Dividends are the amount of profit which a company decides to share with its shareholders. Normally, when a company comes out with a profit it would reinvest most of it back into its business. This will cause further appreciation in its stock price. This is highly desirable and most stock investors are on the lookout for such stocks. But there will come a time, when a company becomes too large to grow. It will already have a large market capitalization and no matter the profit it has made this quarter it would be similar to what it had made last time or sometimes even lesser. In such cases, in order to keep its shareholders around the company would give out dividends.

                    A dividend is usually quoted as an annual figure; ie if they mention that IBM has announced a dividend of 5$, then that means each quarter you will get 5/4=1.25$ per share. So if you have 200 shares then you will get 1000$ yearly ie around 250$ on a quarterly basis.

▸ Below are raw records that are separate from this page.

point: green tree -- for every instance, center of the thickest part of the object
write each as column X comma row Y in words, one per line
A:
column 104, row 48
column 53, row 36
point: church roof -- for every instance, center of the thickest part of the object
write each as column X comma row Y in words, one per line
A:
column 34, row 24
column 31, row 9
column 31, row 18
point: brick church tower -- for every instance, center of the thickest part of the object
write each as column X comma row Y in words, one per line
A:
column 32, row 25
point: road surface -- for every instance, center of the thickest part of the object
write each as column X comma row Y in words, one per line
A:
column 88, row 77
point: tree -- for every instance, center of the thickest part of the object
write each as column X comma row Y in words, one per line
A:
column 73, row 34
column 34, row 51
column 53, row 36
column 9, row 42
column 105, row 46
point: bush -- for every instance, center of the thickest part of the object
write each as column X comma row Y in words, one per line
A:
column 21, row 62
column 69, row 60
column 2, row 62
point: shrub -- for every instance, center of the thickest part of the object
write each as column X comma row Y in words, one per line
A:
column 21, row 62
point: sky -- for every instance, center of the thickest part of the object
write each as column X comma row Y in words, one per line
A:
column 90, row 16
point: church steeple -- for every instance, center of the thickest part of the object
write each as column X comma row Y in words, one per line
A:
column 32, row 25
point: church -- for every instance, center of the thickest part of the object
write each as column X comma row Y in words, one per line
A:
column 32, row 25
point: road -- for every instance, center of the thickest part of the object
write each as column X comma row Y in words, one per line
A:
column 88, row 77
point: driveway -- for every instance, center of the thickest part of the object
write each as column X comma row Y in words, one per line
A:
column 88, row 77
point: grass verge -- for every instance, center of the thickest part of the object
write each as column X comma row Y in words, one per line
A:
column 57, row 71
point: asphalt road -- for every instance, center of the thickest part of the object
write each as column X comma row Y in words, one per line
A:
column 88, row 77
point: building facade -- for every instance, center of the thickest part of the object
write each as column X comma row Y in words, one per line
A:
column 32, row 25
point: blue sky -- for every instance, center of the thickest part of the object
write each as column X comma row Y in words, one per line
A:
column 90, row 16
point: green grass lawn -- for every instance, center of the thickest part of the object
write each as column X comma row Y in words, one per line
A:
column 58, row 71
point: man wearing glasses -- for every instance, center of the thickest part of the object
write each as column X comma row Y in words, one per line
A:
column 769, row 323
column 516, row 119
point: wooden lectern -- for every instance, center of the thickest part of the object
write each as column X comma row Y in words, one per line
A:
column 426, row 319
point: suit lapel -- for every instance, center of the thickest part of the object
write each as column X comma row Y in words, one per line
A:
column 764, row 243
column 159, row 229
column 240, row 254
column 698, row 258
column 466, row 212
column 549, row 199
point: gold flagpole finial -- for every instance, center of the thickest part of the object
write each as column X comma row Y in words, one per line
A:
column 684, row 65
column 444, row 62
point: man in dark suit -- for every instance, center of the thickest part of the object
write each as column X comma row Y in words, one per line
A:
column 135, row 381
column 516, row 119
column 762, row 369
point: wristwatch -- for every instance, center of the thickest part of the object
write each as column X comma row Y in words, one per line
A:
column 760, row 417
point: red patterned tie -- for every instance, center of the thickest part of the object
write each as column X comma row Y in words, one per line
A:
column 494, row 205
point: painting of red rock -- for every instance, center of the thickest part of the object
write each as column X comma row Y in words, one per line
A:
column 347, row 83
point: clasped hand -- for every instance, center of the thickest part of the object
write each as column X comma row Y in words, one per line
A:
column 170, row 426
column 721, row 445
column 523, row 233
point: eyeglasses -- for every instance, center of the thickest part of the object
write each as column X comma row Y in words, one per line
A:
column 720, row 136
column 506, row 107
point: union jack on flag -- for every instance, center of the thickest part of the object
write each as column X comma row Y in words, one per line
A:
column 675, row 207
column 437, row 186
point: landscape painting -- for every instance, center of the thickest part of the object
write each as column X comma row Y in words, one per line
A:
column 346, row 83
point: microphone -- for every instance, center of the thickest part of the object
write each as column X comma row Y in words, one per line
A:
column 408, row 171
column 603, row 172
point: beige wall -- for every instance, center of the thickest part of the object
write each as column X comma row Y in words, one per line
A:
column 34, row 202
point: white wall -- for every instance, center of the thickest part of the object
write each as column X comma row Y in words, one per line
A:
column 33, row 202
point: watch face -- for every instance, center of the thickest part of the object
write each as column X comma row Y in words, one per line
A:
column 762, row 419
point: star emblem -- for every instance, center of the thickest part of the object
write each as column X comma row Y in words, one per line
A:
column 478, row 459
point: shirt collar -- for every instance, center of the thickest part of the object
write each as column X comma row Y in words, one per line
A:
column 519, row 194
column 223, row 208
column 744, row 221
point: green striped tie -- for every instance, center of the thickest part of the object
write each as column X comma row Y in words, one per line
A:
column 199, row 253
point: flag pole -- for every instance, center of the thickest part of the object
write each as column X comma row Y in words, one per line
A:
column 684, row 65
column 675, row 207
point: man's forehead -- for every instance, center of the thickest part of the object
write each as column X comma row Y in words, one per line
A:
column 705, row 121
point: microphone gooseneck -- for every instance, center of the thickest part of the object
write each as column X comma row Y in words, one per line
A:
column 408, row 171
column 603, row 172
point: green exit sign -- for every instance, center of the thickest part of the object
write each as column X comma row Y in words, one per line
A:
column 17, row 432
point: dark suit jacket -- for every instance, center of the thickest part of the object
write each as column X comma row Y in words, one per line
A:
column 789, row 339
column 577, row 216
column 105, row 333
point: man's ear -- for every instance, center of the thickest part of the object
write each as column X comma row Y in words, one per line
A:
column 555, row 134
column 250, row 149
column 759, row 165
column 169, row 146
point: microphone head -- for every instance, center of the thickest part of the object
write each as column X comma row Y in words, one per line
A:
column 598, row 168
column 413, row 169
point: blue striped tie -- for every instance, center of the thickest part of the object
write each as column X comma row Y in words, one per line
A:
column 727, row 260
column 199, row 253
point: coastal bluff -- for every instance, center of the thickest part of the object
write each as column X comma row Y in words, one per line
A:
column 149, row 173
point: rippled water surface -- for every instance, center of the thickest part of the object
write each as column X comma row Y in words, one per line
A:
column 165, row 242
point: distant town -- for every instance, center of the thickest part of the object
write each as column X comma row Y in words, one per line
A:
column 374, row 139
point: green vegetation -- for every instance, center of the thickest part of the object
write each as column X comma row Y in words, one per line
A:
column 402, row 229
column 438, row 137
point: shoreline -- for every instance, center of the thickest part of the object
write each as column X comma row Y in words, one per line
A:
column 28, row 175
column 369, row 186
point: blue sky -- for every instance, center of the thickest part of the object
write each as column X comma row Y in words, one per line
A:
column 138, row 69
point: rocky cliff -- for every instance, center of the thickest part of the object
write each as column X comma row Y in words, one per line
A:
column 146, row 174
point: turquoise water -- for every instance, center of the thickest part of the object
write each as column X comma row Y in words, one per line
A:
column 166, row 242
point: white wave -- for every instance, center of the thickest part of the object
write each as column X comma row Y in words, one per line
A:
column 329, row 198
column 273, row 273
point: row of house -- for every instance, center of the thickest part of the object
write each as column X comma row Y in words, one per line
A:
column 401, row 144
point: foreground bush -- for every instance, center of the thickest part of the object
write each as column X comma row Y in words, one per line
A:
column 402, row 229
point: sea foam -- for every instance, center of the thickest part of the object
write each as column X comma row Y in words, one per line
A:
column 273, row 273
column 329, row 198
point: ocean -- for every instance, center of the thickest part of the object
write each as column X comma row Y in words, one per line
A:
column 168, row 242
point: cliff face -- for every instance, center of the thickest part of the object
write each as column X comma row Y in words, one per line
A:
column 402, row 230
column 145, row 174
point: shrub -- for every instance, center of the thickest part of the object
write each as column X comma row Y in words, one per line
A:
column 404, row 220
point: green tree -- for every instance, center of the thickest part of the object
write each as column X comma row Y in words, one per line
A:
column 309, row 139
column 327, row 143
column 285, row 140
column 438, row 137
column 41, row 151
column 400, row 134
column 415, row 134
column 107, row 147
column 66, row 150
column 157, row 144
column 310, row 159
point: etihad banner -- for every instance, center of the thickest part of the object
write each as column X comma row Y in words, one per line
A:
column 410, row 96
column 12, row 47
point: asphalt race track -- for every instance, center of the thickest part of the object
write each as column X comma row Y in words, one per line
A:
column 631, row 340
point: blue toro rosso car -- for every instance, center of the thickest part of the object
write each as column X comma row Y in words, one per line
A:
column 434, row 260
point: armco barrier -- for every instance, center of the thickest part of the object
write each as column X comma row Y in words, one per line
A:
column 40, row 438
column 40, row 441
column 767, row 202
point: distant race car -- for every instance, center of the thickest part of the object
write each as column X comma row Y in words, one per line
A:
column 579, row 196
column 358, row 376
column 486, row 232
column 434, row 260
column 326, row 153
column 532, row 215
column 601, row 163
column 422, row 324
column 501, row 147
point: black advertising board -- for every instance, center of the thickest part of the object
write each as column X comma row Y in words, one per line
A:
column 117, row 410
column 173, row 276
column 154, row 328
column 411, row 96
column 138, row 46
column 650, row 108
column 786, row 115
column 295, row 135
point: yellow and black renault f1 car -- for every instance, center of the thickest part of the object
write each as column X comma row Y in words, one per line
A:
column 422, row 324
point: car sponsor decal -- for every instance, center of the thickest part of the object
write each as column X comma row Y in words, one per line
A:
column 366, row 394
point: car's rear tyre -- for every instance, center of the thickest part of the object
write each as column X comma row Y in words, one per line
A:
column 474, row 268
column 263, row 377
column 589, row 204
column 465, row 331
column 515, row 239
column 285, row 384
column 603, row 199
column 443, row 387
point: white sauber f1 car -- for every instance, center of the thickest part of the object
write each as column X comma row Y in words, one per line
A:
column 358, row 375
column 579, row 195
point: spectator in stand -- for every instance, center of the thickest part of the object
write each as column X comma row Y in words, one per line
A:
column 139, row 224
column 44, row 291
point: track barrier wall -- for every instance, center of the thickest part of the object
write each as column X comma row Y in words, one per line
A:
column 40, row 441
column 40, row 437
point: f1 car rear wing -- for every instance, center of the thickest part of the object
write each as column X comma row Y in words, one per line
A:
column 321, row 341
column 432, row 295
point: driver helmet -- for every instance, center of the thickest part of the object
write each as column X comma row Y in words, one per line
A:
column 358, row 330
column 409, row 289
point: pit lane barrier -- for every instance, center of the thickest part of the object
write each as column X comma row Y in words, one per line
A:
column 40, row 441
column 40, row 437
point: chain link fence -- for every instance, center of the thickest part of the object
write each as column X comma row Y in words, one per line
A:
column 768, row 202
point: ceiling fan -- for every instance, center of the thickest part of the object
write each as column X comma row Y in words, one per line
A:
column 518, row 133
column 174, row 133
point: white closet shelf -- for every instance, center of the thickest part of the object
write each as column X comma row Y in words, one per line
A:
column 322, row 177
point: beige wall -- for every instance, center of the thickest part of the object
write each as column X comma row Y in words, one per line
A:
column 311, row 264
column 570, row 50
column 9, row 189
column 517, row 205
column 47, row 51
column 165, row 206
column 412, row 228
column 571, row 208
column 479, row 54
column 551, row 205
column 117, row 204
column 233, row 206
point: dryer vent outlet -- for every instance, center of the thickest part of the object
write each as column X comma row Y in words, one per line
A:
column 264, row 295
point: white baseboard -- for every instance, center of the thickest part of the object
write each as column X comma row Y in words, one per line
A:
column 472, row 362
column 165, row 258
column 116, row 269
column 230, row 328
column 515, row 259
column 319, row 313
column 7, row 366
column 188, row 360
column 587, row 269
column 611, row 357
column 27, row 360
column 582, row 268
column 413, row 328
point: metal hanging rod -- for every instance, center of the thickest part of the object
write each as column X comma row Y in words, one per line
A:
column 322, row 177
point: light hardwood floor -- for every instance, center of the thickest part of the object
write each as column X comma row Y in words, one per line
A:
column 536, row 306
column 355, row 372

Dividends are usually used by the following group of people:----

1. Conservative investors or amateur investors:-----

Investors who are not accustomed to taking a lot of risk would find better peace investing their money in stocks that provide higher than average dividends. Dividends can be a source of regular income, especially when you own like 4000 shares, where each share can earn a dividend of 2 to 3$. But investors also need to be aware that dividends can’t be guaranteed. It's entirely up to the company to decide. Before you invest for income make sure that the stock is an income stock(which provides higher than average dividends).

2. Retirees:----

Long term growth stocks can be really attractive when you are getting started in life. You can take more risks. Of Course, growth stocks are always more riskier. But retirees usually don't much use of growth stocks. They are more concerned about stocks that can earn them a decent income. Usually most retirees put their pension funds into income stocks.

Few more pointers

Dividend Stocks are also known as defensive stocks. Because usually these stocks would belong to a company that sell goods or services that are required no matter what the economic conditions are. Think soap, paste, food etc. These goods would always have demand no matter what is happening in the financial world. Make sure that when you are going for dividends that you invest in such stocks.

But having dividend stocks is not always risk free. There is always the possibility that the stocks value would appreciate or depreciate. So do understand that there is always some amount of risk involved. Also there is no guarantee of a dividend. It is entirely up to the company’s board to decide on whether they need to give dividends this year, whether the amount is going to be same as last year or more or even less.